We already gave you a recap to the game, but when the Lakers win on opening night as home underdogs against a team with James Harden and a ton of offensive firepower by holding them to 18 4th quarter points — including only 4 points in the final 3 minutes — there is more to say on what happened in the contest.
The NBA never ceases to surprise and, even if you are the staunchest Lakers supporter, I would imagine many thought any close game would simply turn into Harden, as the best player on either team, taking control of the action late to win the game. Instead, the Lakers got stingy defensively and found enough offense to tighten the screws on Houston and win the game.
With that, I have more to say and I hope you want more to read so here are 10 thoughts from last night’s Lakers win over the Rockets:
1. While the Lakers had a Defensive Efficiency of 110.8, I liked the way they competed on that end most of the night. Houston’s offense with James Harden surrounded by three shooters and a big man who dives hard to the rim is going to be a nightmare for every team in the league to stop. They simply space the floor too well and have the ability to punish defenses even when all the rotations are right and on time. But the Lakers tried their best to stick to the game plan and played hard throughout the night. I wish they would have done a bit better job of running Houston’s shooters off the arc early in the game, but that improved in the 2nd half and was actually good in the 4th quarter.

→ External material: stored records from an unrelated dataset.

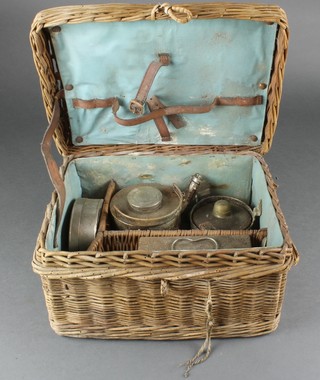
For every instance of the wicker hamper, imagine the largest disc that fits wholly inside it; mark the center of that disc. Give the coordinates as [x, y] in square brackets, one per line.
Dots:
[91, 61]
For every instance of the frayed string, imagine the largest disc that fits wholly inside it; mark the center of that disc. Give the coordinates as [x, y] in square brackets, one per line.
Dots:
[205, 350]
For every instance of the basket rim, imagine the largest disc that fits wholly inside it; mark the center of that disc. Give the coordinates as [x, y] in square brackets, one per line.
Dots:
[281, 258]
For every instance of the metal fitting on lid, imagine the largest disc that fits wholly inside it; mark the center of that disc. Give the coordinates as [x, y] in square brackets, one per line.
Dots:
[222, 208]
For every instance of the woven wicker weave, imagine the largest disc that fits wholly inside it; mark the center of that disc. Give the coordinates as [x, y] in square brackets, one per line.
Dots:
[114, 290]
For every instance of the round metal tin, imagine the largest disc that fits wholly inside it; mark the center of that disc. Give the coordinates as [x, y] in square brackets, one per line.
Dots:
[84, 221]
[147, 206]
[221, 213]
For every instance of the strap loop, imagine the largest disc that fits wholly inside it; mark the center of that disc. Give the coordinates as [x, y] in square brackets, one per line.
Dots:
[172, 11]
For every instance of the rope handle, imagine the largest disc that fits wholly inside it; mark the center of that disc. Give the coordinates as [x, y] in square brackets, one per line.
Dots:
[172, 11]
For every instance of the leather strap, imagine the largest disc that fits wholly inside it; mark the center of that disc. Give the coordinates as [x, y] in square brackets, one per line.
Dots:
[176, 120]
[137, 104]
[160, 123]
[174, 110]
[93, 103]
[51, 164]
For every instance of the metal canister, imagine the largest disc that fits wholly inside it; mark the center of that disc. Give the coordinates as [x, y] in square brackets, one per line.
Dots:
[147, 206]
[84, 222]
[222, 213]
[198, 243]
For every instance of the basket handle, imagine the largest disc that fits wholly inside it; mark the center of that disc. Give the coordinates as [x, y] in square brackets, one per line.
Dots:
[51, 164]
[173, 11]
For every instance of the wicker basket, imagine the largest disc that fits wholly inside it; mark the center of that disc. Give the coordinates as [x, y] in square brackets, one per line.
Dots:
[115, 291]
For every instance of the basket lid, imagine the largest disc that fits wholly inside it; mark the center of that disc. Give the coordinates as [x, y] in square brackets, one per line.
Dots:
[222, 62]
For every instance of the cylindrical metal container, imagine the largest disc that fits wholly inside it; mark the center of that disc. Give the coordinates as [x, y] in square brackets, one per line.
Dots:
[222, 213]
[84, 221]
[147, 206]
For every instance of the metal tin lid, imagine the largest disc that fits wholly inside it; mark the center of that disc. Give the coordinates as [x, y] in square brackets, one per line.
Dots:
[145, 198]
[221, 213]
[146, 205]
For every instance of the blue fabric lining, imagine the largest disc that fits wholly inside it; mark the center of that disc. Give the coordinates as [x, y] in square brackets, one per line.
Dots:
[218, 57]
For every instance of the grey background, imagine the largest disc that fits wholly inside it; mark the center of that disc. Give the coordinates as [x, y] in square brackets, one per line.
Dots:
[29, 349]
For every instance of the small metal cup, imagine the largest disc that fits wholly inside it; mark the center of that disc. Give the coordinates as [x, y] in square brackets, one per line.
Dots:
[84, 221]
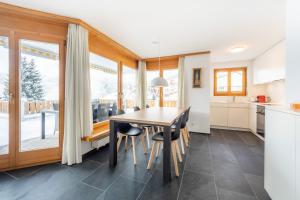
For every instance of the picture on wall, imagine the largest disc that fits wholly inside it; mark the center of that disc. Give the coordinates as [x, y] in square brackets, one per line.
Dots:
[197, 78]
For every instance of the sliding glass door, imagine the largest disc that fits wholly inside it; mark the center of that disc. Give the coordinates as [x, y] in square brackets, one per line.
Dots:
[5, 154]
[38, 99]
[31, 99]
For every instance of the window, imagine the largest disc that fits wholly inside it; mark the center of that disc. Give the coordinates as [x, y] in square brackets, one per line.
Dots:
[39, 93]
[129, 88]
[104, 87]
[230, 82]
[4, 112]
[152, 93]
[170, 92]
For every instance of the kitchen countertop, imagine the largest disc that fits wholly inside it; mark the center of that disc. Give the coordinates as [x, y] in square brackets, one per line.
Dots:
[284, 109]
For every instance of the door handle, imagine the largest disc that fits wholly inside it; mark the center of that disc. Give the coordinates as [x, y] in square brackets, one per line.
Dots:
[11, 97]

2. Speaking of defense, Nick Young, yes NICK YOUNG, was inserted into the starting lineup for the main purpose of defending James Harden. And, guess what? He played hard and stuck to the plan all night! Was he always successful? No, of course not, he was guarding freaking James Harden. But Nick picked up full court, hustled to deny Harden passes, and generally worked his tail off chasing dude all over the court. Then, when asked to switch, he battled bigs for positioning and mostly did exactly what his job was on each possession. I know folks will look at Young’s minutes played (26), his shot attempts (12), then Harden’s line (murder), and get mad at Nick Young because it’s easy for a lot of people to not like him. But, honestly, do you expect Young to chase around Harden all night and then still shoot the lights out? I do not. Before that game would I expect Young to get a start primarily to play defense and actually end up doing a good job? What do you think? Props to Young.
3. A classic tale of two-halves game for Jordan Clarkson offered quite the whirlwind. Clarkson only played 7 minutes in the 1st half and it was pretty well deserved. It wasn’t that his 1-3 shooting line was that bad, it was that he looked hurried in everything he was doing, wasn’t really moving the ball (or even looking to) offensively, and wasn’t locked in defensively the way he needed to be. Then, in the 2nd half, it all changed. A shot fake, drive to the rim with a sweet double-clutch finish seemed to get him going and it all just kept rolling. After a couple of made threes, 7 FT’s, and an OReb + putback, Clarkson had scored 23 of his team high 25 in the 2nd half. To top it all off in the closing minutes, Clarkson had one the games biggest defensive plays when he poked the ball away from Harden in the open court, allowing D’Angelo Russell the opportunity to dive (get on the floor, young man!) and recover for the steal. In the span of a single game Clarkson went from goat to G.O.A.T. and I couldn’t have been happier for him.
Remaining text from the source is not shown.